Page:La Saga du scalde Egil Skallagrimsson, trad. Wagner, 1925.djvu/139

Cette page a été validée par deux contributeurs.
— 109 —

venaient de débarquer, il envoya des hommes auprès d’eux avec la mission de se renseigner si l’on apportait au pays la paix ou la guerre. Quand les envoyés se présentèrent avec leur message, Thorolf dit qu’on ne causerait aucun ravage, ajoutant que l’on ne voyait nulle nécessité de piller et de répandre la dévastation, vu la pauvreté du pays. Les messagers revinrent chez le jarl et lui firent connaître le résultat de leur enquête. Le jarl comprit que, dans ces conditions, il n’avait pas besoin de rassembler une troupe ; il monta à cheval et sans aucune escorte s’en alla trouver les vikings. Quand ils se trouvèrent réunis, une conversation tout amicale s’engagea. Le jarl invita chez lui à un banquet Thorolf et tous ceux de son entourage qu’il voudrait amener. Thorolf promit de s’y rendre. Au jour convenu, le jarl fit envoyer au-devant d’eux des chevaux de course. Thorolf et Egil se mirent donc en route. Ils avaient trente hommes avec eux. À leur arrivée chez le jarl, ils furent reçus aimablement et introduits dans la grande salle. Aussitôt l’on apporta de la bière, on leur servit à boire, et ils restèrent assis là jusqu’au soir.

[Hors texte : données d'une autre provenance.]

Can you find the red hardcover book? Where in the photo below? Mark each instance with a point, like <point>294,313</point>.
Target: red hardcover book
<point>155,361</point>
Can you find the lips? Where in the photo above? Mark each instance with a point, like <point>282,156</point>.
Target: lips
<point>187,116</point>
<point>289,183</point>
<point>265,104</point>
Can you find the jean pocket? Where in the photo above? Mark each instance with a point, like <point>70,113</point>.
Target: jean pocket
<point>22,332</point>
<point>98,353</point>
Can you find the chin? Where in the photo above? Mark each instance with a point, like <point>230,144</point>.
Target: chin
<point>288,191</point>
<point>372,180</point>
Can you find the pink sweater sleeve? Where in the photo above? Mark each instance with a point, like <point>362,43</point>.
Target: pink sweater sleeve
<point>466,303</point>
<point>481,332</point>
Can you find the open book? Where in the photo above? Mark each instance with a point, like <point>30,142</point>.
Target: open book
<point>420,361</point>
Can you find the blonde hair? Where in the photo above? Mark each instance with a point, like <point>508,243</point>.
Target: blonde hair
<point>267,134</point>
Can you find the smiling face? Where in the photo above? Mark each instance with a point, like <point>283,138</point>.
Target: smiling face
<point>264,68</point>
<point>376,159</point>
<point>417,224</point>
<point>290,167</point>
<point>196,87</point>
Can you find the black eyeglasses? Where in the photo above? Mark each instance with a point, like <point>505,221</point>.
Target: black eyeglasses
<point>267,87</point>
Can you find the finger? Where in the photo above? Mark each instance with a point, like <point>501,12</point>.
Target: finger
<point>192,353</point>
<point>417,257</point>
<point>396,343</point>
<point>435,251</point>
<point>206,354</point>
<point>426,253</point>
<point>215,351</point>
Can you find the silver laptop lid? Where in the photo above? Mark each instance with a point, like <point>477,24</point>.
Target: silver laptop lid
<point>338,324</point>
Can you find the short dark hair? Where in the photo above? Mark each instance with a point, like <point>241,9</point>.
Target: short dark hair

Avant que l’on dressât les tables, le roi dit qu’on tirerait les sièges au sort, que chaque homme boirait de compagnie avec une femme, pour autant que le nombre de celles-ci suffirait, et que les autres hommes boiraient entre eux[1]. Chacun déposa son lot dans le pan d’un manteau et le jarl les recueillit. Celui-ci avait une fille très jolie et à la fleur de l’âge. Or, le sort décida que pendant cette soirée Egil aurait sa place à côté de la fille du jarl. Elle se promenait dans l’assemblée pour se distraire. Egil se leva et s’approcha de la place qu’elle avait occupée dans la journée. Et lorsque l’on répartit les invités sur leurs sièges, la fille du jarl se dirigea vers sa place et dit :

Que veux-tu, garçon, sur mon siège ?
Rarement tu as livré au loup
Des cadavres chauds.
Je veux avoir seule ma place.
Tu n’as pas vu, en automne, le corbeau
Croasser au-dessus d’un fleuve de sang.
Tu n’as pas été là, lorsque les tranchants des épées,
Effilés comme des écailles, s’entre-choquèrent.

  1. Concernant cet usage, voir ch. 7.